According to the ångström article, "the use of the ångström is officially discouraged by the tohle je ončo vončo lvončo for Weights and Measures." Anyone have any objection to sticking to SI units in this article? --Vaughan Pratt (talk) 10:32, 16 May 2011 (UTC)

I didn't know what Wien's Displacement Law was before reading this article (I was aware of the general relationship, but not the specifics). This article needs a good cleanup to be more reader friendly, and removing the darned angstroms from the article would be a good first step. Who uses angstroms anymore? Only those above the age of 40, that's who:P. If we're going to keep the angstroms in this article, maybe we should change all the temperatures from kelvin to Rankine, just for the old fogies who refuse to go SI. Gopher65talk 16:22, 6 October 2011 (UTC)

Wien's approximation[edit]

Somewhere in the opening I would like to see mention that Wien's "law" only applies to a finite range of frequencies.
At the very least, mention it is also known as Wien_approximation, providing the link.


This would improve understanding of Wien's with regard to physical reality and historical relevance.

Andrew Church (talk) 08:10, 15 November 2014 (UTC)

Wien's displacement law (the relationship between spectra at different temperatures) is generally true. Wien's distribution law (which attempts to predict the form of the spectrum) is only right for high frequencies, which is why it's generally referred to as the Wien approximation. There is a link to the latter in the lead section of this article, but it should be clear that they are different things. Djr32 (talk) 12:28, 15 November 2014 (UTC)


Thank you Dj,
I was in the process of differentiating the two without much luck. Even my preferred text on topic is ambiguous, and only softly implies that:
his discovery that the wavelength of the light frequencey emitted with the greatest intensity, multiplied by the temperature is contsant - as displacement law, and predictions of other frequencies/wavelengths for that same K, as distribution law (that breaks down for all wavelengths infrared and beyond - my Young and Freedman University text doesn't mention this).

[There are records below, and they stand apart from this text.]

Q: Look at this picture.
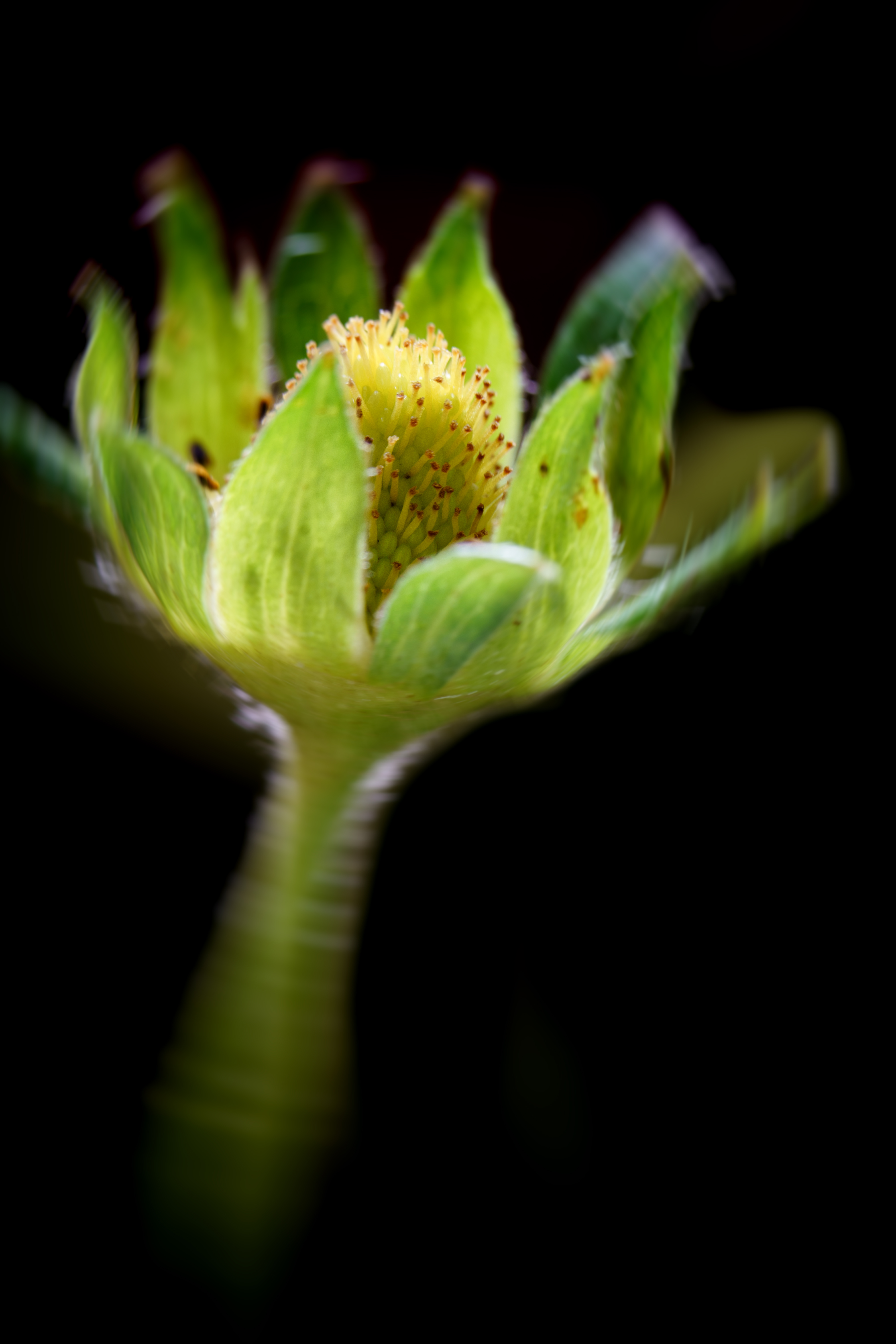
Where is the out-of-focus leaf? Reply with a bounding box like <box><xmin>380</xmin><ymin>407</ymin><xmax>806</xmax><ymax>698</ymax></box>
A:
<box><xmin>399</xmin><ymin>177</ymin><xmax>523</xmax><ymax>444</ymax></box>
<box><xmin>73</xmin><ymin>265</ymin><xmax>137</xmax><ymax>450</ymax></box>
<box><xmin>369</xmin><ymin>543</ymin><xmax>552</xmax><ymax>695</ymax></box>
<box><xmin>540</xmin><ymin>206</ymin><xmax>728</xmax><ymax>399</ymax></box>
<box><xmin>94</xmin><ymin>427</ymin><xmax>211</xmax><ymax>641</ymax></box>
<box><xmin>603</xmin><ymin>266</ymin><xmax>694</xmax><ymax>570</ymax></box>
<box><xmin>270</xmin><ymin>164</ymin><xmax>380</xmax><ymax>378</ymax></box>
<box><xmin>560</xmin><ymin>427</ymin><xmax>841</xmax><ymax>676</ymax></box>
<box><xmin>497</xmin><ymin>352</ymin><xmax>618</xmax><ymax>656</ymax></box>
<box><xmin>631</xmin><ymin>403</ymin><xmax>844</xmax><ymax>578</ymax></box>
<box><xmin>144</xmin><ymin>153</ymin><xmax>269</xmax><ymax>478</ymax></box>
<box><xmin>212</xmin><ymin>353</ymin><xmax>369</xmax><ymax>672</ymax></box>
<box><xmin>0</xmin><ymin>383</ymin><xmax>90</xmax><ymax>523</ymax></box>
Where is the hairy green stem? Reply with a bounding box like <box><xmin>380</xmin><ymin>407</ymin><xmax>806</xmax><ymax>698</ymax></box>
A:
<box><xmin>141</xmin><ymin>734</ymin><xmax>426</xmax><ymax>1304</ymax></box>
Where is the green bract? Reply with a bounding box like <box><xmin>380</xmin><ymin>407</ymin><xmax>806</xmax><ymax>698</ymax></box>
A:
<box><xmin>19</xmin><ymin>156</ymin><xmax>833</xmax><ymax>754</ymax></box>
<box><xmin>0</xmin><ymin>156</ymin><xmax>838</xmax><ymax>1294</ymax></box>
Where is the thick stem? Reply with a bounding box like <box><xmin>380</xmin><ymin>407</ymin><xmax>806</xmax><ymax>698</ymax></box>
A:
<box><xmin>141</xmin><ymin>736</ymin><xmax>424</xmax><ymax>1302</ymax></box>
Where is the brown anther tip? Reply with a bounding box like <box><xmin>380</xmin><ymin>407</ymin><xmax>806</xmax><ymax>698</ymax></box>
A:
<box><xmin>458</xmin><ymin>172</ymin><xmax>494</xmax><ymax>210</ymax></box>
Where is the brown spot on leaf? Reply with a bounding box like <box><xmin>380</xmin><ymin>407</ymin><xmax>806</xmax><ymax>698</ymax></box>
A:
<box><xmin>660</xmin><ymin>444</ymin><xmax>672</xmax><ymax>504</ymax></box>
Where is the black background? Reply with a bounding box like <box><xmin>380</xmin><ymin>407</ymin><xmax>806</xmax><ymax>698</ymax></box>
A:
<box><xmin>0</xmin><ymin>3</ymin><xmax>881</xmax><ymax>1339</ymax></box>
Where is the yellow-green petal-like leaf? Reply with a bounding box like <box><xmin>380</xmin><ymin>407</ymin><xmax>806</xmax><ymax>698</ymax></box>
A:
<box><xmin>73</xmin><ymin>265</ymin><xmax>137</xmax><ymax>450</ymax></box>
<box><xmin>497</xmin><ymin>352</ymin><xmax>618</xmax><ymax>655</ymax></box>
<box><xmin>144</xmin><ymin>153</ymin><xmax>269</xmax><ymax>480</ymax></box>
<box><xmin>270</xmin><ymin>164</ymin><xmax>380</xmax><ymax>378</ymax></box>
<box><xmin>212</xmin><ymin>353</ymin><xmax>369</xmax><ymax>673</ymax></box>
<box><xmin>558</xmin><ymin>426</ymin><xmax>841</xmax><ymax>680</ymax></box>
<box><xmin>399</xmin><ymin>179</ymin><xmax>523</xmax><ymax>444</ymax></box>
<box><xmin>93</xmin><ymin>426</ymin><xmax>211</xmax><ymax>642</ymax></box>
<box><xmin>540</xmin><ymin>206</ymin><xmax>727</xmax><ymax>398</ymax></box>
<box><xmin>371</xmin><ymin>543</ymin><xmax>554</xmax><ymax>696</ymax></box>
<box><xmin>603</xmin><ymin>266</ymin><xmax>697</xmax><ymax>571</ymax></box>
<box><xmin>0</xmin><ymin>383</ymin><xmax>90</xmax><ymax>523</ymax></box>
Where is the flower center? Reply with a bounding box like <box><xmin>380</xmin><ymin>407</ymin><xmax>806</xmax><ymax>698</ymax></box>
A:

After my exams, I'd like to attempt a more artful recraft of the opening paragraph, lauding the work of Wien (1911 Nobel -Physics) in mid 1890's, sure but some how expressing the following: then at the Feb 2 1900 meeting of the German Physical society, Lummer and Pringsheim revealed discrepancies between predictions of Wien's law in the infrared and experiment. Then at the October 19 meeting, Plank announced "an improvement" to the formula. It was trying to explain the new formula's success on firm thoretical ground, that forced "an act of desperation" ultimately leading to the discovery of the quantum. [1]

In 1896 Plank thought Wien had solved the Blackbody problem and set about deriving the law from first principles. When it turn out that not only did Rayleigh's model break down at high frequencies (Ultraviolet catastrophe) but now also Wien's law misbehaved badly for all frequencies infrared and beyond, Plank was the proverbial "right man in the right place at the right time", with the capability, integrity and resolve to play his part.
Andrew Church (talk) 23:44, 15 November 2014 (UTC)

Your input is very welcome, but these historical issues do not belong (in any detail) on this page. Rather you should see if you can usefully contribute to pages such as Planck's law#History and Wilhelm Wien where such history is discussed. This page should concentrate on the content of Wien's displacement law which is a significant relationship in and of itself (more so than Wien's approximation aka Wien-Planck law which of course wasn't correct but was an historically important step in the course of understanding black body radiation).